Thrun has quite the résumé when it comes to pioneering causes if one were to look at his accomplishments thus far. A Ph.D holder in computer science and statistics, the masters program he started at Carnegie Mellion evolved into the United States’ first doctoral program in machine learning.

Whilst at Stanford as the director of their Artificial Intelligence Lab, he realized the role the internet could play in eradicating a number of concerns with the higher education structure in existence.  A man known for his research in self-driving cars, Google Glass and Google Street View, Thrun bore witness to something quite astounding when he and a colleague at Stanford offered a class online. Expecting a response from 500 to 1000 students, he was taken aback when 160,000 students signed up for the class titled ‘An Introduction to Artificial Intelligence’.

According to Thrun, education is on the verge of morphing into something that blends seamlessly into everyday life. Thrun is a great believer in data science’s ability to transform higher education to a more modernized, relevant and inexpensive model compared to the one currently in place.

Higher Education in the USA: A Financial Quagmire

The United States’ education system is out of reach for a large portion of the populace due to its extraordinarily expensive nature. Over $ 1 trillion is the figure the ever-rising student loan debt stands at. On an average, a student is $27,000 in debt. This figure surpasses credit card loans and car loans as it pertains to the biggest sources of personal debt. The figures look bleak and no signs of improvement are on the horizon sadly. In the coming decade, tuitions fees in the country are expected to double.

All these statistics indicate that a high-priced college degree doesn’t necessarily equate to lucrative employment. Due to this, it becomes harder and harder to get out of debt. One of the main reasons for this is that the current education system does not prepare graduates for their roles in a workforce.

Data Science: The Slayer of the Classroom model?

What exactly is data science?
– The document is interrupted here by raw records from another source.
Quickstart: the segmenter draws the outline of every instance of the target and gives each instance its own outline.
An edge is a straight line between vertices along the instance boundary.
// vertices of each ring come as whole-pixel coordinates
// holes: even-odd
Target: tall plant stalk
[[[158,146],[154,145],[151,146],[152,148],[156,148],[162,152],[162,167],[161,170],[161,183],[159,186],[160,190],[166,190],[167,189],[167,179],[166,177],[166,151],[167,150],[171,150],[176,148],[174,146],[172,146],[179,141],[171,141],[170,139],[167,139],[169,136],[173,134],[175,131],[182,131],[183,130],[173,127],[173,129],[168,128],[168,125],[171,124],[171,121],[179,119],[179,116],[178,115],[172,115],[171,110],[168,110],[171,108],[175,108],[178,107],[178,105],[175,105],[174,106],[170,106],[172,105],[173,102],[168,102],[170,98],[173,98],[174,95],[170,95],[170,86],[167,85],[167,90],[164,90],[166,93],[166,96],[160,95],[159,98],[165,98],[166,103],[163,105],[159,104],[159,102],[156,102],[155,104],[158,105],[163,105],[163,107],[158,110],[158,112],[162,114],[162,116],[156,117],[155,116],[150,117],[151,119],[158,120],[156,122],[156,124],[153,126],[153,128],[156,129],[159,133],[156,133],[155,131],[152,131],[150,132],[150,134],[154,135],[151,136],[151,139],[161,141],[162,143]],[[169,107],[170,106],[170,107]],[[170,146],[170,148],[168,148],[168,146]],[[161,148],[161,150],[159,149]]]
According to Wikipedia, data science incorporates varying elements and builds on techniques and theories from many fields, including mathematics, statistics, data engineering, pattern recognition and learning, advanced computing, visualization, uncertainty modelling, data warehousing, and high performance computing with the goal of extracting meaning from data and creating data products.

Thrun opines that the classroom-lecture model that is currently being followed in the United States is outdated and obsolete thanks to the possibility of using big data to enhance the efficiency of teaching. In his eyes, learning procedures can be modified in such a way that the chances of student success are maximised. Doing this would require the collection and analysis of data and also treatment of the process of learning as a data science.

‘Big Data’ or predictive analytics can help an institution segment their students into defined groups on the basis of statistical models. It also aids professors in gaining new insights into the previous behaviour of a student so that any remedial measures that need to be prescribed can be tailor-made to suit the needs of the student to a tee.

A number of Thrun’s Stanford classroom students favored online classes because it enabled them to study at their own pace. The option to learn at any time of the day and to work out a problem on their own without having to bother other students were also factors that swung the vote in favour of online classes.

The implementation of MOOCs or Massive Open Online Courses ahead of traditional classroom based education helped cut down tuition fees from $45,000 to around $6,000, according to Thrun. He hopes that if more universities are willing to offer such courses, the $3 trillion student debt would peter out over time.

Udacity and others in the field have given fresh optimism to the jaded student community in the United States. Time will tell if Thrun’s confidence in MOOCs and Data Science revolutionizing the field of education is misplaced or not.